3. The oral care composition of claim 1, wherein said composition comprises an amount of said at least one perhydrolase sufficient to whiten teeth.

4. The oral care composition of claim 1, wherein said composition further comprises a hydrogen peroxide generating system.

5. The oral care composition of claim 1, wherein said composition further comprises hydrogen peroxide.

6. The oral care composition of claim 1, wherein said composition further comprises a peracid generating system.

7. The oral care composition of claim 1, wherein said composition further comprises an acid selected from peracetic acid and acetic acid.
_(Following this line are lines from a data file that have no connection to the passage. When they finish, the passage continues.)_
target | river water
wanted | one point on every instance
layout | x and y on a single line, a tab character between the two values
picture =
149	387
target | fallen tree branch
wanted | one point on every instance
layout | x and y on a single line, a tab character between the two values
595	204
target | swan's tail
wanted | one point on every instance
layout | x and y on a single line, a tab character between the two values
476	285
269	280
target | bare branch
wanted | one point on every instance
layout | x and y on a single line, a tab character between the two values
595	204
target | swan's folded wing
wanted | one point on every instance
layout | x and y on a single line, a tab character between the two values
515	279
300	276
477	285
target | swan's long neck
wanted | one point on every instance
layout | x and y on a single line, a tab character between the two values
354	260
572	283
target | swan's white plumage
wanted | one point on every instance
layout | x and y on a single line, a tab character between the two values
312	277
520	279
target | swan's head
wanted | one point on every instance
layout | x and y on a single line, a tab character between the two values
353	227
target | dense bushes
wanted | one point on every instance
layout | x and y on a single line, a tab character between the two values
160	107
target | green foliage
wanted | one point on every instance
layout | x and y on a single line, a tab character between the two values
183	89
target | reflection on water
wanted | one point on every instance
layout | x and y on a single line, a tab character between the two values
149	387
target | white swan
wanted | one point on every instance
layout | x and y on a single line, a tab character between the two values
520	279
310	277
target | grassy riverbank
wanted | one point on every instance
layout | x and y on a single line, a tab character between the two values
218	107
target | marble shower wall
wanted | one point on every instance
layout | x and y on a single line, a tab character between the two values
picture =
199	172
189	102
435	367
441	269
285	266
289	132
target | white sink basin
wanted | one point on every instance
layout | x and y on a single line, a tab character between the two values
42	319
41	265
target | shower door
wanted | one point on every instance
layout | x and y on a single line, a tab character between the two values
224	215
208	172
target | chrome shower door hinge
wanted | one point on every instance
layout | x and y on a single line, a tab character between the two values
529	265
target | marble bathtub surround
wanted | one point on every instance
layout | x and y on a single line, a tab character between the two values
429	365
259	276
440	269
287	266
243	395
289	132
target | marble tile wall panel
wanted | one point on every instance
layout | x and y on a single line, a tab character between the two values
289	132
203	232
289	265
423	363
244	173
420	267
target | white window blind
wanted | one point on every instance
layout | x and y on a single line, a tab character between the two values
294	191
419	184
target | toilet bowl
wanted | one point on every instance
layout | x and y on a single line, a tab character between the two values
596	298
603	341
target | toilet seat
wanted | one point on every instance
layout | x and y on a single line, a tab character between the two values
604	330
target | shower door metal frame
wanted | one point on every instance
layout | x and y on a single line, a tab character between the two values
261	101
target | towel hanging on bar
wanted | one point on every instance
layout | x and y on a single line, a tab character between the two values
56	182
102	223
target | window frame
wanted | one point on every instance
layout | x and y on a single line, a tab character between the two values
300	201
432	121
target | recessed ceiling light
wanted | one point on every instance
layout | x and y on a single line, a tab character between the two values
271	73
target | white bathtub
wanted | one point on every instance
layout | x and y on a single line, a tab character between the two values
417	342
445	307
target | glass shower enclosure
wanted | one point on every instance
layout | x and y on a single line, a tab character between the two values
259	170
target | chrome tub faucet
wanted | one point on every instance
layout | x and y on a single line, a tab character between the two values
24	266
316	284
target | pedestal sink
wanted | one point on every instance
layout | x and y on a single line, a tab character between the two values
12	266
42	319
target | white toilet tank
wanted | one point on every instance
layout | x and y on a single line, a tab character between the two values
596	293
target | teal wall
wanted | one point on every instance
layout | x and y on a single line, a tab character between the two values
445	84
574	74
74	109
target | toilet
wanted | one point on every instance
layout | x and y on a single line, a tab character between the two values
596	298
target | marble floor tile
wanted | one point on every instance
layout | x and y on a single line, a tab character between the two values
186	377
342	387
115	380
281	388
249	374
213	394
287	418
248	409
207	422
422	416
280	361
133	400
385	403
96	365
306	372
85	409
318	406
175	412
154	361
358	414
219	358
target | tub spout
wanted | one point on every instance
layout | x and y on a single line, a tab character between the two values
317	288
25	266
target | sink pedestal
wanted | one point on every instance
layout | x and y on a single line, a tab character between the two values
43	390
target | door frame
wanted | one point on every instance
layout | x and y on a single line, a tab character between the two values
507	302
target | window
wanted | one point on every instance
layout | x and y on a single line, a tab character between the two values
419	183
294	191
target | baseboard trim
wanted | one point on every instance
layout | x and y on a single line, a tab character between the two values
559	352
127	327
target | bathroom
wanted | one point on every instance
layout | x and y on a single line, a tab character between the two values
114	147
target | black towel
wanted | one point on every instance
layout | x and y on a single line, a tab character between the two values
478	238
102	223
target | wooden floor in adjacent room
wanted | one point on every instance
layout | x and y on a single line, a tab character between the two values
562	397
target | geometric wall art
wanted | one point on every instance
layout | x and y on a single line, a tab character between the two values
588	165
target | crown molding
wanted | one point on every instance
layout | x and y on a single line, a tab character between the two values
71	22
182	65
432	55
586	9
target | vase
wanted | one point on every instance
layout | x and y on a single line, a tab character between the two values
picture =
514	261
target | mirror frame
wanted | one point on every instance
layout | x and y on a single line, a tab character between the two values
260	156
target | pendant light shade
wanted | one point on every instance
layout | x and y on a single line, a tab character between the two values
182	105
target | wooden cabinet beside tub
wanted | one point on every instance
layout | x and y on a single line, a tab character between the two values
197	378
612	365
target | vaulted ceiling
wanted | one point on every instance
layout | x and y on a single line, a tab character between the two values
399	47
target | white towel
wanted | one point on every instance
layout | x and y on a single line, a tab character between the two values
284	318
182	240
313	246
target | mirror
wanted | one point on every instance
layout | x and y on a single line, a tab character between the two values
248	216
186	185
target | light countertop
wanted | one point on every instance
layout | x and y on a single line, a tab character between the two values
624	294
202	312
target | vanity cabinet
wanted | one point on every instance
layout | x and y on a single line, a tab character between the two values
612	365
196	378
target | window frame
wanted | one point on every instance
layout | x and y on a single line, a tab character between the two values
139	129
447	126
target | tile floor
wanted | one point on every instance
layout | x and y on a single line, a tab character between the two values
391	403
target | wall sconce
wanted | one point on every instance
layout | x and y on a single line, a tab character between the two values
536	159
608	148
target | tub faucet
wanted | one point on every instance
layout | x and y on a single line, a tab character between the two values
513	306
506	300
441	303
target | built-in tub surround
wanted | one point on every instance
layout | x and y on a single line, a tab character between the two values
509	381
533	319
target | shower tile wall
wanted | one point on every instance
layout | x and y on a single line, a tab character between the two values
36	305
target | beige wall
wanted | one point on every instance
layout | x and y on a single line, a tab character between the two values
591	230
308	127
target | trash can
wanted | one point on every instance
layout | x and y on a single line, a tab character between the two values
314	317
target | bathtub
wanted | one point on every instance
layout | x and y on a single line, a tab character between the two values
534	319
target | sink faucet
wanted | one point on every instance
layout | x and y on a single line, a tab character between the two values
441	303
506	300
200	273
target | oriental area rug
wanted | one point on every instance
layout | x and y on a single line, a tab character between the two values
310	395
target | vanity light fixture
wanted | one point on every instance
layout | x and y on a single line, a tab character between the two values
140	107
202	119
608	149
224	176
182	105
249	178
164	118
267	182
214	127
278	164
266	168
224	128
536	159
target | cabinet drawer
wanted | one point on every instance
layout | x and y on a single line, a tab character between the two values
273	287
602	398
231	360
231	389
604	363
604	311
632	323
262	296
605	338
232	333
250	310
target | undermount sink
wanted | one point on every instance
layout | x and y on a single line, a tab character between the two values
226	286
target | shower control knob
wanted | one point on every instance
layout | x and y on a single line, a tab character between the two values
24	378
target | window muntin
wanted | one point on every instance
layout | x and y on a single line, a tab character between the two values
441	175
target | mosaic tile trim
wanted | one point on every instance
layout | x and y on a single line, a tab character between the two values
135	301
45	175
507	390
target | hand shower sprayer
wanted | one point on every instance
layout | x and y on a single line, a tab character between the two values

8. A method for bleaching teeth comprising contacting said teeth with the oral care composition of claim 1, under conditions suitable for bleaching said teeth.

9. The method of claim 8, wherein said oral care composition is an oral care product selected from dentifrices, toothpastes, tooth powders, mouth washes, pre-rinses, teeth whitening products, and denture cleaning agents.

10. The method of claim 8, wherein said oral care composition comprises an amount of said at least one perhydrolase sufficient to whiten teeth.

11. The method of claim 8, wherein said oral care composition further comprises a hydrogen peroxide generating system.

12. The method of claim 8, wherein said oral care composition further comprises hydrogen peroxide.

13. The method of claim 8, wherein said oral care composition further comprises a peracid generating system.

14. The method of claim 8, wherein said oral care composition further comprises an acid selected from peracetic acid and acetic acid.